I’ve been in the sport of BMX racing for over three decades now. I’ve seen it go from an overnight phenom in the early 80’s where there were half a dozen BMX magazines at even remote news stands and every second person wanted to race a BMX bike, to an almost underground sport that was struggling for numbers, to the sport it has become today. Today, from an insider point of view it appears torn, fractured with a serious dose of split personality disorder.

In the early days I saw athletes cut their teeth in BMX racing and move on to professional careers in other sports because BMX had “no future” when you had Olympic aspirations. Despite the fact there were a lot of racers making good money riding around on BMX bikes, travelling the world and building a fan base and legend that would continue on for decades.

That was until the bubble burst. The world had moved on to the next fad. BMX didn’t die off altogether, it did struggle though, and you would expect it to since it was never considered a mainstream sport. Although it’s now been in the Olympics since 2008, it’s still not considered a mainstream sport, and may never be. Let’s face it there are a truck load of sports in the Olympics that are in the same boat, synchronised swimming comes to mind, and the new addition ultimate frisbee.

Being an Olympic sport isn’t going to make things grow for the sport. With three appearances Olympics now in the history books our elite athletes struggle more than ever to be able to compete on the world stage. Very few BMXers can make a living from their sponsorship and winnings alone, especially when prize pools just seem to keep getting smaller, and you have to wonder if the risk versus reward factor is worth it for them.

Now getting back to my earlier comment about how the sport appears split. Everyone has an idea of what BMX is, what it means to be a BMXer and what it would take to make BMX better. I love the passion of, well most, BMXers. It’s like nothing else. What I don’t understand though is why we let UCI control the image of the sport. There are two main schools of thought about what BMX should be today. The 8 meter tall starting hills with massive jumps that we see at Supercross World Cup events – This is the UCI style of BMX that forces riders to push their limits physically and mentally and forces “progression of BMX racing”. Then there’s the traditional form of BMX with smaller start hills and jumps, that’s more family friendly, but swept under the carpet when it comes to the mainstream media. Apparently it’s just not as exciting as Supercross style racing. To fix this is just a simple matter of educating the media, even if it’s just a local newspaper.
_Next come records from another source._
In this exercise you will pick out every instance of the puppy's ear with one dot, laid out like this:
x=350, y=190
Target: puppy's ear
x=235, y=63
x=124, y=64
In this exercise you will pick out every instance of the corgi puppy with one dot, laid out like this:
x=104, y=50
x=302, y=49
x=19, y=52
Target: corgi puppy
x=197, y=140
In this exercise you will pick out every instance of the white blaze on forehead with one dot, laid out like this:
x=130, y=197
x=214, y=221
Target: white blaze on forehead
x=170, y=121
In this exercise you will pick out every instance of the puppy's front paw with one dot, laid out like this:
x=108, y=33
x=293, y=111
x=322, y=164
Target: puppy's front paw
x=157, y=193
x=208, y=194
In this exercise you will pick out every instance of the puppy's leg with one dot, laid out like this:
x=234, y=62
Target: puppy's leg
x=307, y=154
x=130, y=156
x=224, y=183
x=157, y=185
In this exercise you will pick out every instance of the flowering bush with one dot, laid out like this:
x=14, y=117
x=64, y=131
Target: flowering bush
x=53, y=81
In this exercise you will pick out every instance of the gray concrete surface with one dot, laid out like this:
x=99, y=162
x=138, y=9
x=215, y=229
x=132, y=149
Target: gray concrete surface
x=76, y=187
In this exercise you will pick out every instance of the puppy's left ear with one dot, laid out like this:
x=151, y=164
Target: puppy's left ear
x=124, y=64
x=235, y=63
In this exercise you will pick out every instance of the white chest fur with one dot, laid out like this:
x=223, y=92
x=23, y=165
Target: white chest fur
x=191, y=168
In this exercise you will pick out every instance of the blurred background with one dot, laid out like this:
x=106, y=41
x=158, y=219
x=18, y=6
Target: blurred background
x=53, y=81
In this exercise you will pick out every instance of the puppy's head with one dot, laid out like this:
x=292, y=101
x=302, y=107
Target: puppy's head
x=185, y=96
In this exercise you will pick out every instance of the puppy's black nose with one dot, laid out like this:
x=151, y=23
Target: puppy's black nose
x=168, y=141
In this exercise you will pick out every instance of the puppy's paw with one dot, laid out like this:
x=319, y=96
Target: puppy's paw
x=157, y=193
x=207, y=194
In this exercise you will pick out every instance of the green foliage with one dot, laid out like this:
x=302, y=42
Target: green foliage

I personally enjoy both styles. I love to watch Supercross and compete at traditional events. What I fear is that someone sees BMX racing on the TV and thinks “that’s awesome, but I’d never do it” or “I loved watching it, but I wouldn’t let my kids do it”. I was listening to a Dale Holmes Podcast over at BMXWEEKLY.COM with Clayton John and when Clayton said the 8 Meter hill has “killed the desire for every kid to want to do that” I’d thought that’s exactly what I’ve been thinking. Now there will be some people out there who don’t care about people who won’t compete on these 8 meter hills, but the truth is if we can get more people to traditional BMX tracks the sport will grow again with more people spending money in the industry and there will be more prize money and more sponsorship money for the elite of the sport. The only way to do this though is through a united approach, selling BMX racing as a complete package. Everyone needs to put their differences aside and ensure that BMX is portrayed as a sport for everyone. Heck it’s not like athletics put a shark pit at the end of the 100 meter sprint and the 100 meter is considered the main event at the Olympics.

What is best for our sport? Growth. The way I see it, it’s simple, a bigger grass roots to the sport means a bigger audience and a bigger pool of riders to rise to the top. It also means a bigger industry and more people spending money within it. Let’s create an image for BMX that has a welcoming and anyone can do it appeal and then let them know you can progress all the way to the Olympics rather than put all our eggs in the Olympic image because if we keep going the way we are BMX will just be driven underground again, but let’s do it now while the sport it still getting love from mainstream media.